Notifications You must be signed in to change notification settings

dan11mcguire/CELESTA

 
 

Repository files navigation

CELESTA

Overview

CELESTA (CELl typE identification with SpaTiAl information) is an algorithm aiming to perform automate cell type identification for multiplexed in situ imaging data. CELESTA makes use of both protein expressions and cell spatial neighborhood information from segmented imaging data for the cell type identification.

The pre-saved imaging data is taken from reg009 of the published CODEX data Schurch et al. Cell,2020 for illustration purpose.

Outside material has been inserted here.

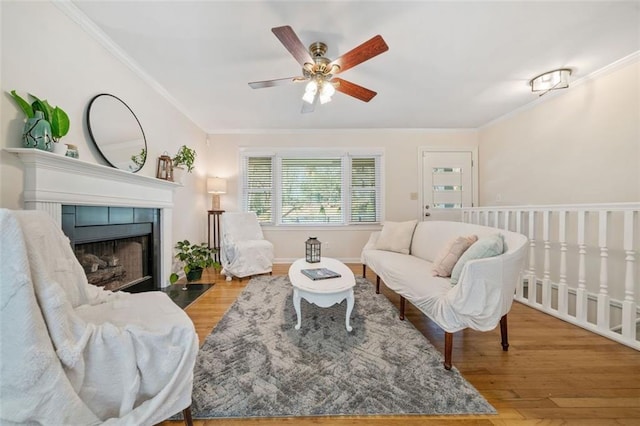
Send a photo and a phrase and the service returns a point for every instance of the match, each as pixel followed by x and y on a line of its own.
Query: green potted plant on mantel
pixel 44 124
pixel 184 159
pixel 195 257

  • CreateCelestaObject() Creates an object running CELESTA. It requires a title to create the project, segmented imaging data file and prior knowledge file for cell-type signature matrix (user-defined).
  • FilterCells() This step intends to fill out questionable cells due to imaging artifacts, segmentation error etc.
  • PlotExpProb() This function plots the calculated expression probabilities for each marker included in the user-defined prior cell-type signature matrix. It can be used to visualize and help with setting the thresholds for whether a marker is expressed or not.
  • AssignCells() This is the main function to assign cell types with an iterative EM algorithm.
  • PlotCellsAnyCombination() This function can be used to plot the cells with identified cell types with the XY coordinates from segmentation.

Installation

You can install the development version of CELESTA

# install.packages("devtools")
devtools::install_github("plevritis/CELESTA")

Dependency

CELESTA requires dependency on the following R packages: - Rmixmod: for performing Gaussian Mixture Modeling - spdep: for obtaining spatial neighborhood information - zeallot: for R code styling. Provides a %<-% operator to perform multiple, unpacking, and destructuring assignment in R. - ggplot2 reshape2: for plotting

Usage

library(CELESTA)
library(Rmixmod)
library(spdep)
library(ggplot2)
library(reshape2)
library(zeallot)

### The pre-saved imaging data is taken from reg009 of the published CODEX data Schurch et al. Cell,2020
### Create CELESTA object. It requires a title for the project. 
### It also required the segmented input file and user-defined cell-type signature matrix.
### Please refer to the Inputs session below.
CelestaObj <- CreateCelestaObject(project_title = "project_title",prior_marker_info,imaging_data)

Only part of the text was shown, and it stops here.